Las pequeñas cosas son las que crean y destruyen las cosas grandes, la alegría, el valor, la esperanza o el amor. A las pequeñas cosas les gusta anidar en el corazón, en silencio, como hormiguitas afanosas que cavan largos túneles. Al principio pasan desapercibidas, parecen tonterías, es una sonrisa de medio lado, no especialmente bonita, un pelo rebelde que no obedece al cepillo, la risa tonta que no se puede contener, el olor a café por las mañanas, la sobremesa y algunas noches y más mucho más. No se les hace caso, parecen inofensivas, el cerebro las ignora y entonces se hacen fuertes y ya no se van. Para bien y para mal.

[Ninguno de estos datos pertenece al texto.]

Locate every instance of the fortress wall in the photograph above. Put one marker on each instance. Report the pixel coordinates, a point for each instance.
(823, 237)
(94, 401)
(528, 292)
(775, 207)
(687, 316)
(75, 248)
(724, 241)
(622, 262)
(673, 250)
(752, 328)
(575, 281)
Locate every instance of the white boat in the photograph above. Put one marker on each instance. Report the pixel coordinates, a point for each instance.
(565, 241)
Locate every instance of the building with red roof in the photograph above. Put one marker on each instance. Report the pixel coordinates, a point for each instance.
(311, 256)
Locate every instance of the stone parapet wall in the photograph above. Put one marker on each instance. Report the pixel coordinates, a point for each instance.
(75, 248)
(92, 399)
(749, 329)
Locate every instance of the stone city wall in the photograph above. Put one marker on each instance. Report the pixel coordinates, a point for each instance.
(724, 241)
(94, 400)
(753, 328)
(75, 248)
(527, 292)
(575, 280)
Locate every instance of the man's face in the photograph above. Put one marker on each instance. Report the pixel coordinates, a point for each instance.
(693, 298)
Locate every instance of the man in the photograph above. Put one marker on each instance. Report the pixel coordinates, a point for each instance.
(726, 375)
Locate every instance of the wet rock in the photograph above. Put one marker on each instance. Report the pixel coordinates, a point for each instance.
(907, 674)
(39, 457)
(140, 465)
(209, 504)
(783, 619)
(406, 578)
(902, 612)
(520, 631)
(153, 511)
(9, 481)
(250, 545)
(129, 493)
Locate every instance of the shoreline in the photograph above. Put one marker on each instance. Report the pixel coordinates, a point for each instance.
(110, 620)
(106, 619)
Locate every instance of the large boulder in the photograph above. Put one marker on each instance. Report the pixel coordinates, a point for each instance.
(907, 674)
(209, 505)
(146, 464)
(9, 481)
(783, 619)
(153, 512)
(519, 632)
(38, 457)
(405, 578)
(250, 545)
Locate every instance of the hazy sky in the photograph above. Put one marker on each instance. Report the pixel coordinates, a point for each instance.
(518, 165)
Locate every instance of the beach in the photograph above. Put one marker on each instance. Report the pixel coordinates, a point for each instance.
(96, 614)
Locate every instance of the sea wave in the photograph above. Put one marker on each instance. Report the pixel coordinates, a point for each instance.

El amor, esa cosa tan grande, tiene mucho de pequeñas cosas, lo tiene todo. El amor que se explica con razones contundentes, no es amor, es otra cosa; pero el amor que no se sabe explicar, ese es el de verdad, porque ese «no lo se» esconde todas las pequeñas cosas. Es un amor de muchas, muchas, muchas cosas pequeñitas que se escurren entre los dedos de la razón y colonizan todo el ser. Fíate de quien no sabe por qué te quiere y ama tú del mismo modo.
Pero el desamor también son pequeñas cosas, mucho más terribles, contra las que no se puede luchar. No son un gran enemigo al que atacar de frente, son pequeños infiltrados silenciosos que llegan de uno en uno y se convierten en una guerrilla. Al principio no se les da importancia, de insignificantes que son, pero cavan en silencio y sus túneles se extiende muy profundos.
¡Ay las pequeñas cosas! Tan maravillosas y tan terribles.